Director since 2016 with deep financial expertise as a former CFO of International Paper; holds one other public board seat (V.F. Corporation); TSR outperformance vs. XLB means no TSR trigger applies.

✓ FOR
Jackson (Jackie) P. Roberts

Director since 2022 with relevant environmental, sustainability, and strategic risk experience; no current public board seats outside Alcoa; TSR outperformance vs. XLB means no TSR trigger applies.

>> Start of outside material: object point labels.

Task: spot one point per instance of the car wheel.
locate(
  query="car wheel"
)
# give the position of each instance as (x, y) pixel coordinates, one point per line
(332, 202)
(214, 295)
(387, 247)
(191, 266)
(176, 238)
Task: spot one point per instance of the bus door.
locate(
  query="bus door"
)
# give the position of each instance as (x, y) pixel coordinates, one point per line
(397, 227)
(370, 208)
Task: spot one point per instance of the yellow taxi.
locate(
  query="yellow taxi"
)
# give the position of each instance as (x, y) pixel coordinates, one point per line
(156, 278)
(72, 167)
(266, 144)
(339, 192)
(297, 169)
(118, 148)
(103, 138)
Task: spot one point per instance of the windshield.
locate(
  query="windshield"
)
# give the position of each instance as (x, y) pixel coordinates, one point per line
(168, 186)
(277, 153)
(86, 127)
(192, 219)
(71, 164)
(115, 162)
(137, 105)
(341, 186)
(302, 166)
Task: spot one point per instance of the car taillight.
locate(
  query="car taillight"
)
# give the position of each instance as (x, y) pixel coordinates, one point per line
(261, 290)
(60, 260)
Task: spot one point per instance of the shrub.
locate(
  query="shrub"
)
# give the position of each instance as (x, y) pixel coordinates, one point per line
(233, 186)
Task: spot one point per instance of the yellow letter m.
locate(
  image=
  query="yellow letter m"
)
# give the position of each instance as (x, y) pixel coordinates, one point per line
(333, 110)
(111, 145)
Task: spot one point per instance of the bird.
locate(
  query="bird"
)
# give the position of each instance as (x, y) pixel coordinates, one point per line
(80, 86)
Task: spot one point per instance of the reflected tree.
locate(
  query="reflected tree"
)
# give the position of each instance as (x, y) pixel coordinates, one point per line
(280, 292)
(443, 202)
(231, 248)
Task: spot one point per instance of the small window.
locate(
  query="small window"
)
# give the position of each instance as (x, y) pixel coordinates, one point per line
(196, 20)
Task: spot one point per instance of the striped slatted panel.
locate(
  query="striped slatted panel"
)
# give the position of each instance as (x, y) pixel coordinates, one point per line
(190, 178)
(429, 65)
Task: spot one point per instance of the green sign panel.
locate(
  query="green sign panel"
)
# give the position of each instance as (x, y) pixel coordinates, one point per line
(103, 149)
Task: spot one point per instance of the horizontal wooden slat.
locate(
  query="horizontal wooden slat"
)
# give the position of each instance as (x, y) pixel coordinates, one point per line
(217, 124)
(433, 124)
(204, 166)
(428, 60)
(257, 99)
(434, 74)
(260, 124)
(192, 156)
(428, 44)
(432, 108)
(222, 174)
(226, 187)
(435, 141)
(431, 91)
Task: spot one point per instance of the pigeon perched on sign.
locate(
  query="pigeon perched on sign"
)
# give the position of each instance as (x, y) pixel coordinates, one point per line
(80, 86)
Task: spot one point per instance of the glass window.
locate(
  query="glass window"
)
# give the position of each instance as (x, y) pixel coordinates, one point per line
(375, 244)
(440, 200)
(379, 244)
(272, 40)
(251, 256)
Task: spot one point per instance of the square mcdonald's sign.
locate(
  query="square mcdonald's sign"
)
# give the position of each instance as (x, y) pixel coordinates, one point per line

All 11 director nominees receive a FOR vote. Alcoa's 3-year price return of 43.6% outperforms the XLB sector ETF (the applicable fallback benchmark, as no named peer group TSR data is available for direct comparison) by +15.8 percentage points, which is well below the 65pp underperformance threshold required to trigger a vote against directors under the strong-positive-TSR tier of the policy. Two directors (Bevan and Field) joined within the past 24 months and are exempt from the TSR trigger entirely. No overboarding, attendance, independence, or qualification concerns were identified for any nominee.

Say on Pay

✓ FOR

CEO

William F. Oplinger

Total Comp

$14,002,088

Prior Support

88%%

The prior year Say on Pay vote received over 88% support, well above the 70% threshold that would require a response, and the committee made no significant structural changes — appropriately so given the strong endorsement. CEO total compensation of approximately $14 million is consistent with a large-cap Basic Materials CEO and reflects a highly performance-weighted structure (89% of target pay is variable and at-risk), satisfying the policy's requirement that fixed pay not exceed 40% of total compensation. The incentive plan uses meaningful multi-year metrics including relative total shareholder return versus the S&P Metals and Mining Select Industry Index, return on equity, and strategic initiatives — all measured over a three-year period — which aligns executive outcomes with shareholder interests; and the company delivered above-target annual incentive results (118.8%) against a backdrop of strong 2025 operational and financial performance, which is consistent with the pay-for-performance alignment check.

Auditor Ratification

✓ FOR

Auditor

PricewaterhouseCoopers LLP

Tenure

11 yrs

Audit Fees

$8,048,000

Non-Audit Fees

$467,000

PwC has served as Alcoa's auditor since 2015 (approximately 11 years), well below the 25-year tenure threshold that would raise independence concerns. Non-audit fees (audit-related fees of $313K plus tax fees of $121K plus other fees of $33K = $467K) represent approximately 5.8% of core audit fees ($8,048K), comfortably below the 50% threshold that would trigger a concern about auditor independence. PwC is a Big 4 firm fully appropriate for a company of Alcoa's size and complexity.

Overall Assessment

Alcoa's 2026 annual meeting ballot is straightforward with no significant governance concerns: all 11 director nominees receive FOR votes driven by the company's solid 3-year stock performance versus the XLB benchmark, the auditor ratification passes cleanly with low non-audit fees and a tenure of only 11 years, and the Say on Pay vote receives a FOR determination supported by a highly performance-weighted compensation structure and strong prior-year shareholder approval of 88%. No stockholder proposals appear on the ballot, and the equity plan amendment (Proposal 4) falls outside the current scope of this policy.